Accept what is. This is one of twelve principles of the work I do. Accept what is. Three little words, such a big ask.
What is so difficult about acceptance? Well, us humans like certainty, we like routine. We like to think that we are in charge. We particularly dislike being out of control. Life, however, has other ideas. Life is change personified. Life is inconsistent, uncertain and upsetting. Life takes that cloak of being in control and throws it in our faces.
In this part of the world, South Africa, we are tested daily. Those of us who live here know too well the constant uncertainty that is called “load shedding”. Rolling power outages of 2.5 hours at a time between one and three times a day. We don’t have it every day, only when there is a shortage of generating power – don’t ask, maintenance issues, too much rain, wet coal, too cold, too hot – name the reason it makes no difference.
We have the schedules, we’ve downloaded the app, so we think we are in control. We think we can plan. That is the idea, of course but who can plan if you are given 15 minutes to sort things out? Who can plan if you don’t have a backup generator, inverter or solar power? You can’t. It is out of your control.
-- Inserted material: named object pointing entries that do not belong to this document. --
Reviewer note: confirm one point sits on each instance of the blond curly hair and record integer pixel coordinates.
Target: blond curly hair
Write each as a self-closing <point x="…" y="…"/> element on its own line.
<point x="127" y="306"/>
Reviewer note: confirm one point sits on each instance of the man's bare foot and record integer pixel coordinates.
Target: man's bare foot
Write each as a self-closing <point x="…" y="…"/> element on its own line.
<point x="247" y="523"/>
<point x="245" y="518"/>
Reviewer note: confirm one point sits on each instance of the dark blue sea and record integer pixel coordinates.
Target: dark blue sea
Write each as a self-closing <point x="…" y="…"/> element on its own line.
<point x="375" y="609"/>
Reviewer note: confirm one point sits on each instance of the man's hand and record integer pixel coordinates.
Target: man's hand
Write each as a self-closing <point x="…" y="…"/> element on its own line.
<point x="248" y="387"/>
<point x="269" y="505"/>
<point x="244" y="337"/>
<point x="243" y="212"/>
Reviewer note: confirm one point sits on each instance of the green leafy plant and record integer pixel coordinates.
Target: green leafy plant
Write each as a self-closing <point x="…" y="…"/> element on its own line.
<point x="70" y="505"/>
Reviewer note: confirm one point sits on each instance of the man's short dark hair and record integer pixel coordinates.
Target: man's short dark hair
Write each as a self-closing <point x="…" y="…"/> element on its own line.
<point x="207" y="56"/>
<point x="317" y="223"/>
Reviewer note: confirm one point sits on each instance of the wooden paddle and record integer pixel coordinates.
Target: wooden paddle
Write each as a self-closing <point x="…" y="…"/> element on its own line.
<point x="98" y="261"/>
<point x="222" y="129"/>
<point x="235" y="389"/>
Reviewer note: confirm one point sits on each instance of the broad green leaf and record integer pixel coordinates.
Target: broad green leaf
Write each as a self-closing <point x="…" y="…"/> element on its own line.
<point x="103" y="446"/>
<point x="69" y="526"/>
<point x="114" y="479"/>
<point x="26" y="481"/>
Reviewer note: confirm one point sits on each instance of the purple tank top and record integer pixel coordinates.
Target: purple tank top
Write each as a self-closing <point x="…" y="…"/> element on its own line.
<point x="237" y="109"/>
Even more frustrating is when you make the contingencies, have the backup and the lights stay on. Who would think that would be a bad thing? It’s the wasted time, the unnecessary plan B, the scuppered supper menu that could have been. Stick to the damn schedule Eishkom! At least it would make us feel as if we have some agency.
But what can we do? Nothing. No Thing. We can rail. We can winge, and whine and moan. We can get super frustrated and frothily angry. Makes no difference.
Actually, it does. It makes me feel bad. The negative emotions rush through my body and put it on edge. So on top of no electrical power I have a powerless, whizzing, stress response.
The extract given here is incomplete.